Foto: Neuza Costa Menezes / AL-BA
A Comissão de Agricultura e Política Rural realizou audiência pública com a presença do diretor-presidente da Companhia de Desenvolvimento e Ação Regional (CAR), Jeandro Ribeiro, nesta terça-feira (10). Após solicitação do próprio gestor, o colegiado foi apresentado ao programa Cacau+, que deve receber uma ampliação.
Segundo Ribeiro, o projeto já apresenta resultados concretos no Baixo Sul do Estado, onde foi criado o primeiro consórcio de apoio e assistência técnica aos produtores. O presidente do CAR afirmou que a proposta do governo é trabalhar com os cinco consórcios municipais responsáveis por 96% de toda a produção baiana de cacau.

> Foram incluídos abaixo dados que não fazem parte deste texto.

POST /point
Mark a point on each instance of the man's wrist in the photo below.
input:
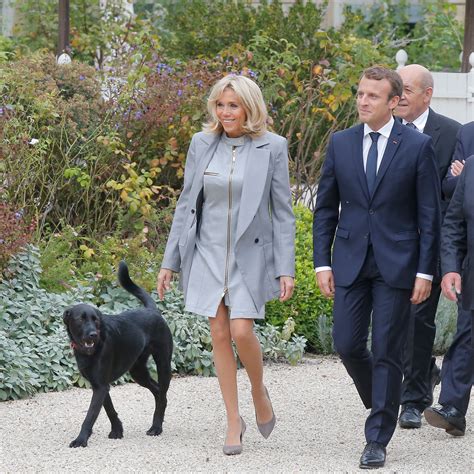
(322, 269)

O primeiro deles, o Cipra, reúne 15 municípios do Baixo Sul.
Das 25 mil famílias de pequenos produtores da região, o Cipra atende hoje 2.400. A assistência técnica fornecida aos pequenos cacauicultores familiares fez a produção saltar, em média, para 40,1 arrobas de cacau por hectare – a meta é 80 arrobas. Mas há os que ultrapassaram a previsão e já produzem 100 arrobas, informou o diretor executivo do consórcio, Leandro Ramos.

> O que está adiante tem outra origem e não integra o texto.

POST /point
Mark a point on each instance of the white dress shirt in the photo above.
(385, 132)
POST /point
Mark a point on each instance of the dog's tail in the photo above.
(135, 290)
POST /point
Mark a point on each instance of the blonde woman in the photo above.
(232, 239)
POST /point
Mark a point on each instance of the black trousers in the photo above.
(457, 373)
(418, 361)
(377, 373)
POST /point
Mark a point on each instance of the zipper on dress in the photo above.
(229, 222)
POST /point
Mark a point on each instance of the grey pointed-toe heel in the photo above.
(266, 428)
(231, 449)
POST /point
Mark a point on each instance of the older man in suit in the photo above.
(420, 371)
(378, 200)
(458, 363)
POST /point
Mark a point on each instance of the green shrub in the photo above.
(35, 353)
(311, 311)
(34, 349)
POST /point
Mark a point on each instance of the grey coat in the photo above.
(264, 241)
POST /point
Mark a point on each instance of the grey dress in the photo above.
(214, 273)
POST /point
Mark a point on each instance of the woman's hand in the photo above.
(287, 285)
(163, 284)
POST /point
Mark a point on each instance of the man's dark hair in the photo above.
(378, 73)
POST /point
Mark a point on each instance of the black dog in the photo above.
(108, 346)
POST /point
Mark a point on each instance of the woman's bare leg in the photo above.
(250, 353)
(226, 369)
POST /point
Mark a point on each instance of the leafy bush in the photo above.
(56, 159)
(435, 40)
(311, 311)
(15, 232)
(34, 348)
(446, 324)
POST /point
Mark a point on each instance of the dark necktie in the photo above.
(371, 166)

Dentre as metas estipuladas pelo governo no Baixo Sul estão a assistência técnica a 2.600 agricultores familiares; a ampliação da receita por hectare de R$ 4 mil para R$ 16 mil e modernização de 7.200 hectares de cacau, ampliando a produção média 144 mil arrobas para 576 mil arrobas.

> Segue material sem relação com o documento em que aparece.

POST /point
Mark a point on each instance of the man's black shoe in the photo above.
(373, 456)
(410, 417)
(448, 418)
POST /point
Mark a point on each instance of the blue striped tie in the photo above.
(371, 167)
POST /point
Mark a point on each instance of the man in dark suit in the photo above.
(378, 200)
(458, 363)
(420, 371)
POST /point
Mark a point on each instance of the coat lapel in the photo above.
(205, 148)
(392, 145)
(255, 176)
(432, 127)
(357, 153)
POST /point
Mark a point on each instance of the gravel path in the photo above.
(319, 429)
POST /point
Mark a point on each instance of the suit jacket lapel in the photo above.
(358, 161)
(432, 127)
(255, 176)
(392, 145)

Durante o encontro, Jeandro Ribeiro também listou para os deputados os avanços recém-conquistados para o setor, como o entendimento sobre nova redação ao PL 1769, que deve ser aprovado pelo Congresso Nacional em breve e estabelece definições e características para os produtos derivados de cacau, percentual mínimo de cacau nos chocolates e disciplina a informação do percentual total de cacau nos rótulos desses produtos, nacionais e importados, comercializados em todo o território nacional.
A proibição da importação da amêndoa de cacau da Costa do Marfim, na África, também foi apontada como uma conquista para os cacauicultores brasileiros, insatisfeitos com a Instrução Normativa (IN) nº 125/2021 do Ministério da Agricultura (Mapa), que atualizou os requisitos fitossanitários para a importação, flexibilizou regras sanitárias e gerou críticas dos produtores por eliminar o uso do brometo de metila, facilitando a entrada de pragas estrangeiras.